A Jewish Summer Camp That Doesn’t Feel Like One
‘Please can we go to this camp?” my older son asked me after a parlor meeting in my town with the director of an overnight camp.
“I really want to go!” my younger son said.
I wasn’t ready for this.
Sure, one could argue that when you go to a parlor meeting about an overnight summer camp in the dead cold of January, you’re in the market to send your kids to, well, an overnight summer camp. But for me, this meeting was just another stop in a yearlong exercise in due diligence, for that far-off future day when we’d possibly, eventually, send the kids to overnight camp.
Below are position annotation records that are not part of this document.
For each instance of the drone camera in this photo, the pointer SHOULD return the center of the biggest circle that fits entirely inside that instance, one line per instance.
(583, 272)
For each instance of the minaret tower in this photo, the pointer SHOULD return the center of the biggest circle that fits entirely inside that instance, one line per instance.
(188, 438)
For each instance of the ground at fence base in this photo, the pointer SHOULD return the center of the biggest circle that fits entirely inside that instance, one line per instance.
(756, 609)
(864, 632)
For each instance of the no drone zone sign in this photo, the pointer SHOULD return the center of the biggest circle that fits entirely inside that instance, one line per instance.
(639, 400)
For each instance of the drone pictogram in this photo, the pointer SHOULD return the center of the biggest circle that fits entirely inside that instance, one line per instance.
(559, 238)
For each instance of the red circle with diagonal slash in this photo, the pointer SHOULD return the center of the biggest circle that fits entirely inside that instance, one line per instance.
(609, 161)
My husband, baby daughter and pregnant self had visited camps over the summer as part of our research. We went to an all-boys camp in the beautiful Adirondacks where my husband spent many summers as a child. We went to an arts camp in Connecticut where kids were learning how to blow glass. We visited a camp in the Berkshires that seemed much smaller than when I’d last been there, 30 years ago. And we left each camp more confused than when we started. Each camp could give our kids a great experience: How were we supposed to choose?
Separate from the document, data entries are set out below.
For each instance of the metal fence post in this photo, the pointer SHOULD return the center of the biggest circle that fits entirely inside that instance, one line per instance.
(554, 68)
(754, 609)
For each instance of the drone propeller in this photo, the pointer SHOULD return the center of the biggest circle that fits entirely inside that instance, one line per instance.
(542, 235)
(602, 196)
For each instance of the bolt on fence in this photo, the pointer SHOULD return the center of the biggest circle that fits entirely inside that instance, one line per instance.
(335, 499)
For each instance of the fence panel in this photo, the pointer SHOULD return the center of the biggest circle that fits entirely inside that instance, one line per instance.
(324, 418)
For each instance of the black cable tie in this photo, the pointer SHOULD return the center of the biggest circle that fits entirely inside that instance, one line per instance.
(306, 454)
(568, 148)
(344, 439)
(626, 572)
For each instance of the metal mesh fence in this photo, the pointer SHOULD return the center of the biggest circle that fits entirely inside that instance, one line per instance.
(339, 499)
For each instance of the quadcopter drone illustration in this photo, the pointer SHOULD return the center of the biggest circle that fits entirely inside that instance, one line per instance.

We took a break for a few hours at a luxurious resort in the Berkshires one afternoon, letting our 1-year-old happily toddle in the grass while we sipped lemonade on the lawn. The gorgeous quiet was suddenly punctuated by multiple soundings of air horns, whistleblowing and boys yelling. Apparently, there was a camp nearby that my tour planning had missed — a well-known, “fancy” (read: expensive) camp where the boys would compete in sports from morning till night.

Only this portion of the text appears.